2. Always trade in the direction of the larger trend. Find the strongest trend in your time period.

3. Nothing as bearish as a failed breakout. Nothing as bullish as a failed break down.

4. Don't worry about the last dollar. Take your money and go to the beach!

5. No more than four positions at a time. Preferably 2-4. Scope out others. Pick the strongest.

6. Buy the strongest; sell (short) the weakest.

7. Nothing is guaranteed. Nothing.

Tuesday, November 13, 2007

Ha!

Nice bounce - I asked for one, and I got it.

I think that there is a good possibility that this bounce will explode all the way up to 13,800 in two to three weeks, at which point we will start to again worry about the Fed meeting on December 11. So, 13700 - 14,000 by November 30, and then we might come down to reality - about 500 points, I'd say.

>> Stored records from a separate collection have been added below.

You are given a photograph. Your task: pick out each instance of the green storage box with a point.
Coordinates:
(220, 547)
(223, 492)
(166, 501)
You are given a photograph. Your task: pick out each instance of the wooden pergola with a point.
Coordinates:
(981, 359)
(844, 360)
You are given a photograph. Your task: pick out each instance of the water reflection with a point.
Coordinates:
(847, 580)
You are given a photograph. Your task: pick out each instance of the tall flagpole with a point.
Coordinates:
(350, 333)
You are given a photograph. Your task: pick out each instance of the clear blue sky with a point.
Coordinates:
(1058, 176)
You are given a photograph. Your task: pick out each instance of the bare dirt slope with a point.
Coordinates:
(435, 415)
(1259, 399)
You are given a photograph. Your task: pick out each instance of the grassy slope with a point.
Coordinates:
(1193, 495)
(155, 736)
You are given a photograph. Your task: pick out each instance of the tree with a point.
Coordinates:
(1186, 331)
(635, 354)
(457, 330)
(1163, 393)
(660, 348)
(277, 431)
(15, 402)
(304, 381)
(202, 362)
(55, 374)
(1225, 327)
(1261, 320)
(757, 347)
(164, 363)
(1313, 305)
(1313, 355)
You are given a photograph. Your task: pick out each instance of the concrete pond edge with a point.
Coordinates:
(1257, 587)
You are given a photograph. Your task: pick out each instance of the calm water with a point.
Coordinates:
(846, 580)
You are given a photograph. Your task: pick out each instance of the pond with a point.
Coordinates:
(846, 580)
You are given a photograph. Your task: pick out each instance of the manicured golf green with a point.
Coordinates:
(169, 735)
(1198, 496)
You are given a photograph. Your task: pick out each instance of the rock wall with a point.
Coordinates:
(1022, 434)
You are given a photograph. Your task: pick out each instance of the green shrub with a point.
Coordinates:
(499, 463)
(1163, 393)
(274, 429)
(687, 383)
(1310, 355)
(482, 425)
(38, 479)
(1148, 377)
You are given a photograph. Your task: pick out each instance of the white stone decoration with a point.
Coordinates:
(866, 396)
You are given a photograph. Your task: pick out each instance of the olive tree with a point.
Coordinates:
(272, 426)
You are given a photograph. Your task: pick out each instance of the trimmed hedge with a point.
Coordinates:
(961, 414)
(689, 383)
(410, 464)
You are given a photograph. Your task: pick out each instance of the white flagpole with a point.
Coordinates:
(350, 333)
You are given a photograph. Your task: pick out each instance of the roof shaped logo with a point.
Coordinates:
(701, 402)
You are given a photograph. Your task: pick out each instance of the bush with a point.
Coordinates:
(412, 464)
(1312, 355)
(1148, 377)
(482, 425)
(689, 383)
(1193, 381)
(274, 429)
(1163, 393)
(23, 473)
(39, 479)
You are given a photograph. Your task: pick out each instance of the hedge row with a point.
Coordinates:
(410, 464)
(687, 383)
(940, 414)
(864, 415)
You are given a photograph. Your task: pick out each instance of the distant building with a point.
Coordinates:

So, here's how we will play this scenario:

1. Buy Puts as we go, but ESPECIALLY past Dow 13,500

2. Try one lucky shot. Wednesday - Buy 5- 10 Infy November 45 calls for about 0.20 each. Batterred stock might jump to $48 by Friday, which will mean 1000% gains. Will play this with a hundred or two hundred bucks.

3. Bought some more Crox March 45 calls, on an analyst upgrade (JP Morgan). BTW, most analysts are still very bullish on Crox. If the economy doesn't tank, this stock will zoom in 2008.

4. May exit the Google caller, and sell Google, to free up money to buy more Apple and Crox today. Might even buy a google caller. Yay!